I would like to optimize the salts in the water - chlorides and sulfates in particular. Is there some place on your website that shows the salt content of the mash water? Or is this information available in another form?
I ordered some Muntons Plain Amber Spray Malt Extract from Label Peelers yesterday, but in looking through the Muntons website today, I don’t see this product. Is there a glitch somewhere?

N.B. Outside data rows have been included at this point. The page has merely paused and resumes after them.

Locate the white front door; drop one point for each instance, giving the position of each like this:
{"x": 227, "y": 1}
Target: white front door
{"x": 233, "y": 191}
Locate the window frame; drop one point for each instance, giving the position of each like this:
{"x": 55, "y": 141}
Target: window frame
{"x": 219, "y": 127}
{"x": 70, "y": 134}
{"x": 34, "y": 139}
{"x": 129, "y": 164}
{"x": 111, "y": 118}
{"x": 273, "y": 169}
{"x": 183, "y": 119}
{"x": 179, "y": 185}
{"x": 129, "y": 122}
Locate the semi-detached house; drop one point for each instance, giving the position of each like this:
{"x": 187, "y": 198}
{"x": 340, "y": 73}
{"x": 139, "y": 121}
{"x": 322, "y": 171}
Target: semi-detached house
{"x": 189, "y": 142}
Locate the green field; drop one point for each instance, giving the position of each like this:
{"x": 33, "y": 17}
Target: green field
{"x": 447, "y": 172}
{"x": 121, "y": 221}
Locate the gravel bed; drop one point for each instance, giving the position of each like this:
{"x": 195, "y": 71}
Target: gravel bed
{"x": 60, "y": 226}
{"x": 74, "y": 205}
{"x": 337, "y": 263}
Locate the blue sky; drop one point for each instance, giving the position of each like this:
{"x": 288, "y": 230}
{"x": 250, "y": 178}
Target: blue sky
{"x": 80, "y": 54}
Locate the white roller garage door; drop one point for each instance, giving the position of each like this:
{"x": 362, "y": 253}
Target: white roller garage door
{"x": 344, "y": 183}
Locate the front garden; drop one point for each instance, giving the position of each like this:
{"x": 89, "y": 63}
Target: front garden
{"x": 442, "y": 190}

Any help would be appreciated.
Thank you for your enquiry. Let me address your questions as they are laid out in your email;
Our spraymalts are designed primarily to supplement home brew kits (used instead of brewing sugar), or to act as a yeast growth medium when propagating and storing yeast. There is nothing wrong with using these for the main source of wort fermentables, but we do not design a grist to give the complexity of flavour you ordinarily get from a using a host of different malts. For this purpose I would direct you towards our liquid range Homebrew Malt Extracts Archives - Muntons
. Unfortunately our website does not currently display the full range. Full range is made up of;
- Maris Otter
- Light hopped
- Extra light
- Amber hopped
- Dark Hopped
I advise that you contact ABC Cork at ABC Cork Co.
if you want to understand the availability in your region. [Note: ABC Cork did not have an answer.]
So, in answer to your question, I recommend that you use speciality malts such as light crystals and caras in order to get the full depth of flavour you would expect from an amber ale, instead of relying on the amber spraymalt that will give you colour but less of the fruity, crystalised sugar flavours.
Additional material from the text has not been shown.